実施例1の図7では、K=3として、足して0になるK個の電圧指令ベクトルをひとつのグループとし、同じグループの電圧指令と比較するキャリア波の位相は同一とし、グループ毎のPWMキャリア波の位相が異なる例を示した。
実施例4では、Kをなるべく小さくした場合のキャリア位相のずらし方を説明する。
Figure 0005375137
表4は、8相8スロット10極モータの誘起電圧位相とキャリア位相のずらし方を示している。キャリア位相の欄に書かれているアルファベットが同じものは、キャリア位相が同一であることを示している。キャリア位相のずらし方(1)もキャリア位相のずらし方(2)も電流ベクトルが0になる電流についてはキャリア位相が同じである。
しかし、キャリア位相のずらし方(2)は2つの電流に対してキャリア位相を同一としているため、位相を変えられるキャリアが4個あることになる。

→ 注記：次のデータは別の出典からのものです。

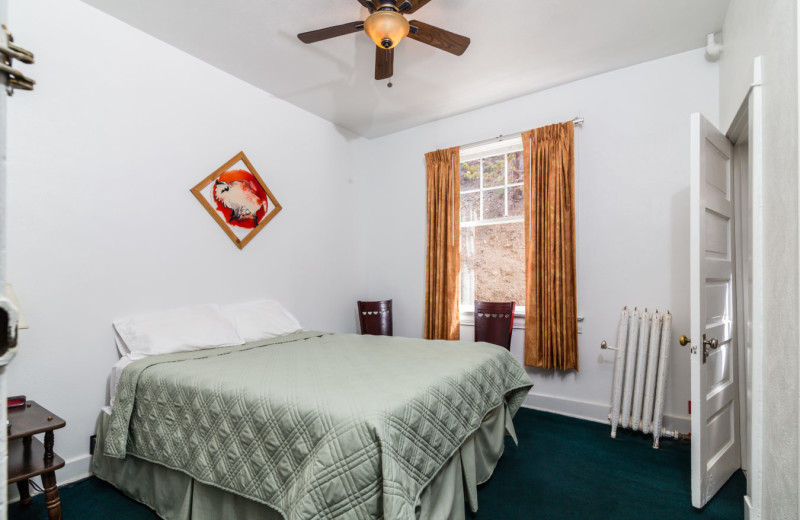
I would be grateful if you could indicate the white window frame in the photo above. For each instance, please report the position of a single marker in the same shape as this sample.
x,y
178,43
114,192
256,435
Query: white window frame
x,y
505,147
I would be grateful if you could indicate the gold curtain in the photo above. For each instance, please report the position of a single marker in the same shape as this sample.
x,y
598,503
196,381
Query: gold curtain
x,y
443,267
551,326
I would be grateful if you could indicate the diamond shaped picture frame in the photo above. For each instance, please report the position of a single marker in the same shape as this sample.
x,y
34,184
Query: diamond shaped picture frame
x,y
238,199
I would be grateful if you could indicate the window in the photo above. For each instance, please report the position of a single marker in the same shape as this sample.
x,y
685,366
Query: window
x,y
492,225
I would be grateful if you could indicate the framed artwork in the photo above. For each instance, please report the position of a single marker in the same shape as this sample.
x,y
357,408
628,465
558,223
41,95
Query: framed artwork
x,y
238,199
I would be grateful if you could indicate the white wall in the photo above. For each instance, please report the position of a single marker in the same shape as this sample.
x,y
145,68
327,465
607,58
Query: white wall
x,y
632,162
769,28
101,221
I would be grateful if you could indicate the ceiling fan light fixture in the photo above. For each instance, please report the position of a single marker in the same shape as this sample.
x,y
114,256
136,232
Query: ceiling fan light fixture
x,y
386,28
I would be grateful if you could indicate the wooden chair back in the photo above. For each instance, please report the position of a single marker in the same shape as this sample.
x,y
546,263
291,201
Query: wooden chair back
x,y
375,317
494,322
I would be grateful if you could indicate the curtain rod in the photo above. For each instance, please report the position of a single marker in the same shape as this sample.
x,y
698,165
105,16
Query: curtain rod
x,y
578,121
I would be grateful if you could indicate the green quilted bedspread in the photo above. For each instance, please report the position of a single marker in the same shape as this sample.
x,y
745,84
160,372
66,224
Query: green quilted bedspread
x,y
314,425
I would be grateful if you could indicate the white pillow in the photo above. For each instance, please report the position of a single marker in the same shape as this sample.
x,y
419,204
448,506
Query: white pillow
x,y
262,319
178,330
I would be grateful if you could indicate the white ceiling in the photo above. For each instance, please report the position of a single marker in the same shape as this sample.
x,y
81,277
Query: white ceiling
x,y
518,47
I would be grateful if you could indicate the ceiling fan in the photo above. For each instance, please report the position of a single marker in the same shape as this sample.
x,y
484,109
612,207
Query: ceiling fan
x,y
386,25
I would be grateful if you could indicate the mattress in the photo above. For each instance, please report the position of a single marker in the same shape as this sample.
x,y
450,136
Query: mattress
x,y
315,425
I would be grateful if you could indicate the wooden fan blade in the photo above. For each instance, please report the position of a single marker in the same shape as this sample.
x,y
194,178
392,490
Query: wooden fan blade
x,y
384,63
439,38
331,32
414,5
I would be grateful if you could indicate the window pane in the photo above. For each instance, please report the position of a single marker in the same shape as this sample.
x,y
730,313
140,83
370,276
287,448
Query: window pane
x,y
468,265
470,207
494,171
516,201
470,175
494,203
515,167
493,263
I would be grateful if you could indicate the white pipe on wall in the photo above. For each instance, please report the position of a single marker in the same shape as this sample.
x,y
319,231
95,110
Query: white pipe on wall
x,y
641,367
652,365
616,391
663,365
630,369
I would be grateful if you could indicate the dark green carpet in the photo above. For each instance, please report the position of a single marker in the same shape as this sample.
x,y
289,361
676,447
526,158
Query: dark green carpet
x,y
563,469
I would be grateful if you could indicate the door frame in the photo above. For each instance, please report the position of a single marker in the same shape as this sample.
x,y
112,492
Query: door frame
x,y
747,128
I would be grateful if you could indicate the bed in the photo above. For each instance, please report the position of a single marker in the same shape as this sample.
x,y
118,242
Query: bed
x,y
311,425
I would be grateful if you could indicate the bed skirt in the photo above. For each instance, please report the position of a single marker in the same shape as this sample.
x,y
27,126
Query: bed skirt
x,y
173,495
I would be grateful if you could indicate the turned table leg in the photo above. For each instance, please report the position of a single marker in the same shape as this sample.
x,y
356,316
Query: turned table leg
x,y
51,498
24,493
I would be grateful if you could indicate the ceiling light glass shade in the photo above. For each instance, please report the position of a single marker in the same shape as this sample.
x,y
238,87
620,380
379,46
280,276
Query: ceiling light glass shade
x,y
386,28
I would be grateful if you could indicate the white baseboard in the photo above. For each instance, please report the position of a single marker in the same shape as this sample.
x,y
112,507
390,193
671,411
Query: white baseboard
x,y
73,470
596,412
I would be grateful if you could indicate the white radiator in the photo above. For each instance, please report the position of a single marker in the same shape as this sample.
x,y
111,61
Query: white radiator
x,y
640,373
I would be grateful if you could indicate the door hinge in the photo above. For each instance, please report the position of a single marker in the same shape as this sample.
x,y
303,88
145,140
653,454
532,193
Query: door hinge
x,y
9,51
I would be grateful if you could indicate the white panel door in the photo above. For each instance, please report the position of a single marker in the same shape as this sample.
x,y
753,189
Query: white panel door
x,y
716,451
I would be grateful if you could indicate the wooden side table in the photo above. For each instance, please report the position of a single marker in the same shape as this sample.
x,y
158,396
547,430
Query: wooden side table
x,y
28,457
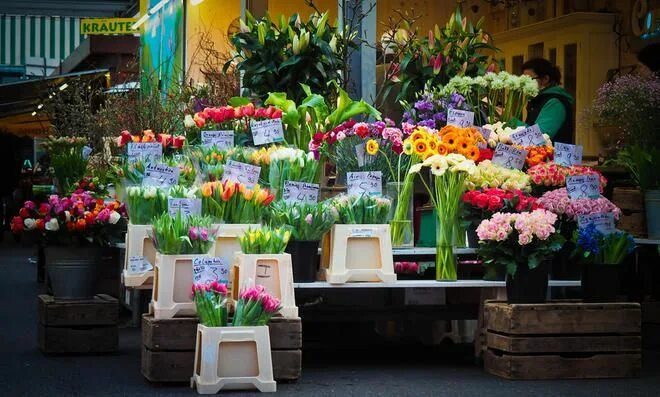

一方、キャリア位相のずらし方(1)は4つの電流に対してキャリア位相を同一としているため、位相を変えられるキャリアが2個あることになる。
したがって、キャリア位相(2)の方がキャリア位相のずらし方に関して自由度が大きく、鉄損低減効果を大きくできる。このように、電流に対して位相を変えられるキャリアの数が多いほど、キャリア位相のずらし方の自由度が増える。これを言い換えると、位相を変えられるキャリア数に対する電流の数が少ないほどキャリア位相のずらし方の自由度が増えることになる。したがって、相数mの約数のうち最も小さい値Kを位相を変えられるキャリア1個当たりの電流数とし、360/K[°]位相の異なる電流に対して、キャリアを同一にするとキャリア位相のずらし方の自由度を最大にできる。
キャリア位相をずらす角度としては、回転数・トルクカーブ上に、キャリア位相のずらし角度のマップを備えることにより、モータの運転状態に応じて常に最適なキャリア位相ずらし角度を選択することができる。
以上説明した本実施例によれば、Kがmの約数のうち1以外で最小となるようにすることで、キャリア位相を同じにすべきグループ数が最多となり、多くのグループ間でキャリア位相をずらすことができるので、キャリア位相ずらしの自由度が高まり、磁束リップルをより低減することができるという効果がある。
1〜9 ティース
1A〜9A、1B〜9B コイル
10 インバータ
11 中性点

Claims (4)

  1. 3以上の整数をmとしたとき、
    それぞれ2つのコイルを備えたm個のティースを有するモータと、
    m個のハーフブリッジからm相電流を前記モータに供給するインバータと、を備えたモータ・インバータシステムであって、
    前記モータは、あるティースに巻かれたひとつのコイルと他のティースに巻かれたひとつのコイルが直列に接続され、直列に接続された2つのコイルに発生する誘起電圧位相は互いに360/m[°]異なるモータであり、
    各ティースに巻かれた2つのコイルに流れる電流は、互いに前記インバータにおけるPWMキャリア波の位相が異なり、
    mの約数のうち1とm以外のひとつをKとしたとき、m個の電圧指令ベクトルのうち、足して0になるK個の電圧指令ベクトルをひとつのグループとし、
    同じグループの電圧指令と比較するキャリア波の位相は同一とし、グループ毎のPWMキャリア波の位相が異なることを特徴とするモータ・インバータシステム。
  2. 前記モータの各ティースに巻かれた2つのコイルの巻数が等しいことを特徴とする請求項1に記載のモータ・インバータシステム。
  3. Kがmの約数のうち1以外で最小であることを特徴とする請求項1または請求項2に記載のモータ・インバータシステム。
  4. 位相a[°]の誘起電圧が発生するティースに巻かれた2つのコイルのうち一方のコイルには位相a−180/m[°]の電流を流し、他方のコイルには位相a+180/m[°]の電流を流すことを特徴とする請求項2に記載のモータ・インバータシステム。